岐阜県大垣市は、日本の枡(ます)の一大産地で、生産量の約8割を占める。古くは計量の道具として、生活に欠かせないものだった。だが、最近はめっきり見かけなくなり、最盛期は市内に11社あった枡メーカーも、今では約半数の5社になってしまった。「RE-DESIGN ニッポン」の第21回は、枡の技術を用いた製品開発やグローバル展開に取り組んでいる枡メーカー「大橋量器(りょうき)」の取り組みを紹介する。
生活に欠かせぬ器
大垣に枡作りが根付いたのは、材料となる木曽ヒノキの産地が近いことが挙げられる。かつて、木曽ヒノキの集積地は名古屋だった。明治中ごろ、大垣に戻った職人が、学んだ技術を広めたことで、大垣で枡作りが盛んになった。枡は、計量の道具として、また、祝い酒などを飲むための酒器として用いられた。

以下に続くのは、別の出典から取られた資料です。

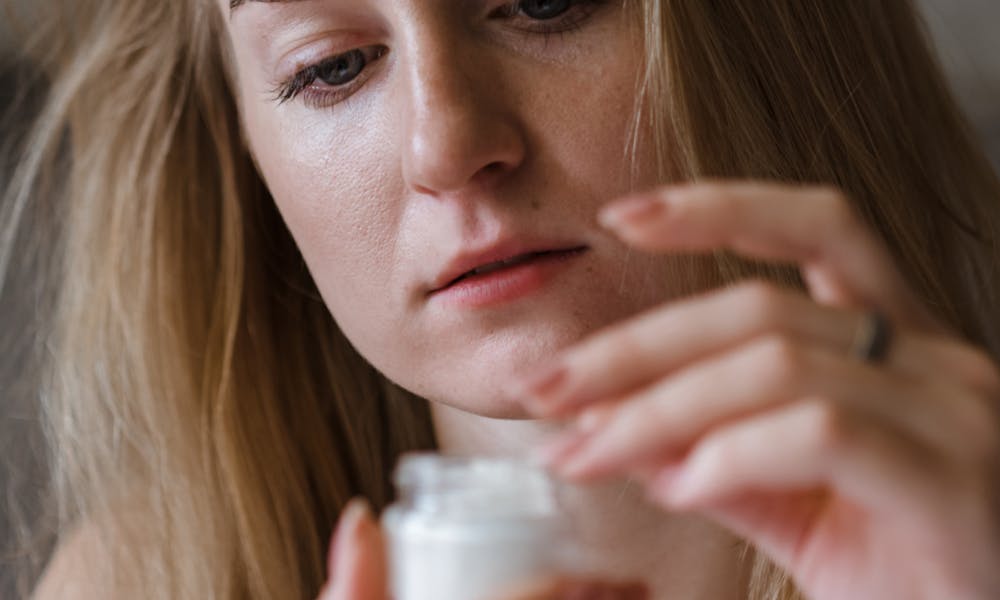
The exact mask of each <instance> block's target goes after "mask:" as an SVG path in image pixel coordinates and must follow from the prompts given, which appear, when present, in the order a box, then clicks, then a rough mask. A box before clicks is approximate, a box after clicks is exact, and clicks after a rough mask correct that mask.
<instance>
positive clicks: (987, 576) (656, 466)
mask: <svg viewBox="0 0 1000 600" xmlns="http://www.w3.org/2000/svg"><path fill="white" fill-rule="evenodd" d="M602 222H603V223H604V224H605V225H607V226H608V227H609V228H610V229H611V230H613V231H614V232H616V233H617V234H618V235H619V236H620V237H621V238H622V239H624V240H625V241H626V242H628V243H630V244H632V245H634V246H637V247H639V248H641V249H644V250H647V251H662V252H668V251H683V252H690V251H709V250H716V249H720V248H728V249H732V250H735V251H737V252H740V253H742V254H745V255H750V256H753V257H755V258H761V259H768V260H779V261H791V262H795V263H797V264H798V265H799V267H800V269H801V272H802V275H803V279H804V280H805V281H806V283H807V286H808V290H809V295H810V297H804V296H803V295H801V294H795V293H792V292H789V291H781V290H779V289H778V288H776V287H774V286H771V285H768V284H763V283H750V284H744V285H740V286H737V287H735V288H731V289H726V290H722V291H716V292H713V293H709V294H706V295H704V296H702V297H698V298H693V299H688V300H685V301H682V302H679V303H676V304H673V305H670V306H665V307H661V308H658V309H655V310H653V311H650V312H649V313H647V314H643V315H640V316H638V317H636V318H633V319H631V320H629V321H628V322H625V323H623V324H620V325H617V326H615V327H612V328H609V329H607V330H605V331H602V332H598V333H597V334H595V335H593V336H592V337H591V338H589V339H587V340H584V341H583V342H581V343H580V344H578V345H576V346H575V347H573V348H570V349H568V350H567V351H566V352H564V353H562V354H561V355H560V356H559V357H557V358H556V359H555V360H554V361H553V362H552V364H549V365H548V366H547V367H545V368H543V369H540V370H539V372H537V373H536V374H535V375H534V377H532V378H529V379H528V380H527V381H525V382H523V383H522V385H520V386H518V387H519V388H521V393H522V394H523V397H525V398H526V401H525V402H526V405H527V406H528V407H529V408H530V409H531V410H533V411H534V412H535V413H536V414H538V415H540V416H547V417H555V416H561V417H567V418H572V419H574V422H575V427H574V428H573V429H572V431H570V432H569V433H567V434H565V435H563V436H562V437H560V438H559V439H557V440H554V441H553V442H552V443H551V444H550V445H549V446H548V447H547V448H545V449H544V451H543V456H544V458H546V459H547V461H548V462H549V463H550V465H551V467H552V468H553V469H554V470H555V471H556V472H557V473H560V474H562V475H563V476H565V477H567V478H570V479H575V480H581V481H586V480H592V479H597V478H605V477H610V476H620V475H628V476H632V477H634V478H636V479H638V480H639V481H641V482H643V485H644V486H645V488H646V491H647V492H648V495H649V497H650V498H651V499H652V500H653V501H654V502H656V503H659V504H660V505H662V506H663V507H665V508H668V509H672V510H686V511H694V512H698V513H701V514H704V515H707V516H709V517H710V518H713V519H715V520H716V521H717V522H719V523H721V524H723V525H725V526H727V527H729V528H730V529H732V530H733V531H735V532H736V533H737V534H738V535H741V536H743V537H745V538H747V539H748V540H750V541H751V542H753V543H754V544H756V545H757V547H758V548H760V549H762V550H763V551H764V552H766V553H768V554H769V555H770V556H771V557H772V558H773V559H774V560H776V561H777V562H778V563H779V564H780V565H782V566H783V567H784V568H785V569H787V570H788V571H789V572H790V573H791V574H792V575H793V576H794V577H795V579H796V581H797V583H798V584H799V586H800V587H801V588H802V589H803V590H804V591H805V592H806V593H807V594H809V595H810V596H811V597H813V598H816V599H822V600H848V599H854V598H885V599H891V598H907V599H919V598H950V599H951V598H954V599H958V598H967V599H973V598H984V599H985V598H997V597H1000V568H998V567H997V565H1000V498H998V490H1000V469H998V462H1000V433H998V429H1000V419H998V411H997V407H998V398H1000V375H998V372H997V367H996V365H995V364H994V363H993V361H992V360H990V359H989V358H988V357H987V355H985V354H984V353H983V352H982V351H980V350H978V349H976V348H973V347H971V346H969V345H968V344H966V343H964V342H963V341H962V340H960V339H958V338H957V337H955V336H954V335H951V334H949V333H948V332H947V330H946V329H945V328H944V327H942V326H941V325H940V324H938V323H937V322H935V320H934V319H933V318H932V317H930V316H929V314H928V313H927V311H925V310H924V309H923V308H922V307H921V306H920V304H919V303H918V302H917V300H916V296H915V294H914V293H913V292H912V291H911V290H910V289H909V287H908V286H907V284H906V282H905V281H904V280H903V278H902V277H901V275H900V274H899V273H898V272H897V271H896V269H895V268H894V266H893V263H892V260H891V258H890V255H889V253H888V252H887V250H886V249H885V248H884V247H883V245H882V244H881V243H880V242H879V241H878V240H877V239H876V238H875V236H873V235H872V234H871V233H870V232H869V230H868V229H866V228H865V227H864V226H863V224H862V223H861V222H860V220H859V219H857V218H856V217H855V216H854V214H853V213H852V211H851V210H850V207H849V204H848V202H847V201H846V200H845V198H844V197H843V196H842V195H841V194H839V193H837V192H836V191H832V190H828V189H817V188H790V187H784V186H777V185H765V184H721V183H720V184H714V185H692V186H686V187H679V188H672V189H667V190H662V191H659V192H656V193H653V194H650V195H647V196H645V197H643V198H636V199H633V200H631V201H628V202H625V203H621V204H618V205H614V206H611V207H610V209H608V210H606V211H605V212H604V213H603V214H602ZM869 310H877V311H879V312H880V313H881V314H883V315H885V316H886V317H887V318H888V320H889V321H890V322H891V323H892V328H893V331H894V335H893V336H892V345H891V347H890V349H889V350H890V354H889V356H888V357H887V358H886V360H885V361H884V363H883V364H872V363H871V362H866V361H862V360H860V359H858V358H856V357H854V356H852V355H851V353H850V352H849V350H848V349H849V348H850V347H851V345H852V339H853V337H854V332H855V331H856V330H857V329H858V327H859V324H860V323H862V321H863V319H864V318H865V315H866V314H867V312H868V311H869Z"/></svg>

さらに、節分の豆まきの器としても使われるなど、日常生活には欠かせない「器」だった。
大垣の枡メーカー5社の一つ、大橋量器の工房にお邪魔したのは、まさに年末年始に向けて、急ピッチで生産に追われているころだ。だが、ほかの伝統工芸品などと同様に、時代の移り変わりの中で、枡の需要は減少しているという。